It's ok for the application, proper Quattro is far superior though


----------



## igotone (Mar 10, 2010)

There are lots of cars that are more fun and a more involving drive than the TT in any flavour - better chassis, better steering feedback, better weight distribution, but they're less than useless when the snow is on the ground. A TT with 4WD is a genuine year round all weather car and that's the main difference - you'll be driving up the inclines, while the sports cars are stuck at the bottom.


----------



## SuperRS (Mar 7, 2012)

If you don't fit the appropriate tyres then yes, but whilst the TT might be able get going in the snow, it won't be any better at turning or stopping than any other non 4wd car,


----------



## igotone (Mar 10, 2010)

SuperRS said:



> If you don't fit the appropriate tyres then yes, but whilst the TT might be able get going in the snow, it won't be any better at turning or stopping than any other non 4wd car,


No argument as regards stopping , but it will be better at turning as long as the 4WD maintains traction and you're not trying to turn at silly speeds - the laws of physics always win in the end if you're going too quick.


----------



## Pale Rider (Nov 15, 2011)

SuperRS said:


> It's not even Quattro 4wd anyway it's rebranded Haldex.

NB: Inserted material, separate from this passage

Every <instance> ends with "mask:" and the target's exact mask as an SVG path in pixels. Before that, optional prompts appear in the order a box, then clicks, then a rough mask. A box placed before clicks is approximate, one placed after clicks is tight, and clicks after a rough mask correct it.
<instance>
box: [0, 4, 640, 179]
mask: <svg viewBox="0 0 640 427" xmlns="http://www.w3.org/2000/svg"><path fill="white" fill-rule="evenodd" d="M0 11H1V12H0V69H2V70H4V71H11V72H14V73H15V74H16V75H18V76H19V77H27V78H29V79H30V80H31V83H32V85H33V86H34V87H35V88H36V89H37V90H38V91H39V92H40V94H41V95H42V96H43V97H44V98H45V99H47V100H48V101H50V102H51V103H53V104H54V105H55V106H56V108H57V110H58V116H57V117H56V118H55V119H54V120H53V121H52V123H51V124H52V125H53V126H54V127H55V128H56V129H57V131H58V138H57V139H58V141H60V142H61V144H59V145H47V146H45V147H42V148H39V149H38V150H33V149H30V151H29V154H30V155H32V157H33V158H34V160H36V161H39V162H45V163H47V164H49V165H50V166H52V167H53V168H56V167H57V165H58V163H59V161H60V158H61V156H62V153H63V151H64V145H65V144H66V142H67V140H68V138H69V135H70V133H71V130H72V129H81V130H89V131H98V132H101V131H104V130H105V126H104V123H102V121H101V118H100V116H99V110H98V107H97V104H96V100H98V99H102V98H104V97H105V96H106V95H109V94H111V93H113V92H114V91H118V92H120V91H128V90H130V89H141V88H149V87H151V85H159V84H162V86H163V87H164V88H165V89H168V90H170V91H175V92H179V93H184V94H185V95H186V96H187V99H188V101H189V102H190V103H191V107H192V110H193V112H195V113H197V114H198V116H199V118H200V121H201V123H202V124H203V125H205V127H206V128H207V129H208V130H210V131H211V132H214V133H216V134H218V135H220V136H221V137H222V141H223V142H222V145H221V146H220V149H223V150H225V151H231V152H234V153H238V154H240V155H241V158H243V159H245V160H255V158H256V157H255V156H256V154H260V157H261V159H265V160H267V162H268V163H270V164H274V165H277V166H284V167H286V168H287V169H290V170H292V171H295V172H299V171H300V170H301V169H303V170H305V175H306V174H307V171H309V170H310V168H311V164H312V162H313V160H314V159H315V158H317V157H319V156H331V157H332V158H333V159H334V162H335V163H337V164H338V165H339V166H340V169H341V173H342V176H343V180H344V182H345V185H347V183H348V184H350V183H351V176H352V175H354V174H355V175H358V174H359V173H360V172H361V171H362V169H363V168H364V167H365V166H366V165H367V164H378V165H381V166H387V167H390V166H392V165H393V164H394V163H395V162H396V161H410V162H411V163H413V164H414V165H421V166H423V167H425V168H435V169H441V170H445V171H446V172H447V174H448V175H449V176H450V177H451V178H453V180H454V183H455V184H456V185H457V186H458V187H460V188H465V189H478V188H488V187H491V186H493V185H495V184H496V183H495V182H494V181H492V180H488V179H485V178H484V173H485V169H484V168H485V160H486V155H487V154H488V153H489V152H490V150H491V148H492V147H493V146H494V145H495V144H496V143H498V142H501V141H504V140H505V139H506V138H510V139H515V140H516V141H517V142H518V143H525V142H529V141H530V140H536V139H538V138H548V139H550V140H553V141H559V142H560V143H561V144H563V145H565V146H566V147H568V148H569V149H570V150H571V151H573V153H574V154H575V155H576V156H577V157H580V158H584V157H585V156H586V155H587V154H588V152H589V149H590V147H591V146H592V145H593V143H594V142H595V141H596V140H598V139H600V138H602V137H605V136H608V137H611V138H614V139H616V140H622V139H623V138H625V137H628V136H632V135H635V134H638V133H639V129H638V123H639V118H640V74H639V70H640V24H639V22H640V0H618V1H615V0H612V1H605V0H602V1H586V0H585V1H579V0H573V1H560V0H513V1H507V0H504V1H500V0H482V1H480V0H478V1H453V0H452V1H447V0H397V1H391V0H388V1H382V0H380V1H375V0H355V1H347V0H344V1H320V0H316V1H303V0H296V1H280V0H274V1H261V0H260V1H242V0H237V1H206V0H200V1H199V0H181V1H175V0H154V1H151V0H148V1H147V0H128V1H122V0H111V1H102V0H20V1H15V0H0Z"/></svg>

Meaning what? The TT Quattro system drives all four wheels and the power directed to each wheel is controlled by computer, so if one wheel is slipping it'll redirect the power to a wheel that isn't. In what way is that not proper 4wd?


----------



## Patrizio72 (Mar 22, 2011)

My TT is the most fun car I have ever had but my previous cars weren't exactly inspirational!


----------



## Patrizio72 (Mar 22, 2011)

SuperRS said:


> The 4wd TT's don't do so as much unless its a bumpy B road, as the 4wd just turns it into a point and squirt car, not overly involving.


Is this how you treat your women too? lol


----------



## igotone (Mar 10, 2010)

Patrizio72 said:


> My TT is the most fun car I have ever had but my previous cars weren't exactly inspirational!


LOL- the danger is you jump into a Boxster S or a Nissan 370Z and try to drive it the same as your TTRS you'll come unstuck pretty rapidly. The TTRS isn't a tail out drifting car, it's a great combination of power and safety which is pretty unique. Sure- all that power is fun, but it will never have the fun factor of a powerful RWD sports car - even if the RS is quicker - which it will be in many cases.


----------



## Patrizio72 (Mar 22, 2011)

igotone said:


> Patrizio72 said:
> 
> 
> > My TT is the most fun car I have ever had but my previous cars weren't exactly inspirational!
> ...


When it came to buying the RS I was close to going for the 370Z instead, it was a toss up between the two


----------



## igotone (Mar 10, 2010)

Me too actually - the 370Z was on the short list - but that was when I bought my first TT.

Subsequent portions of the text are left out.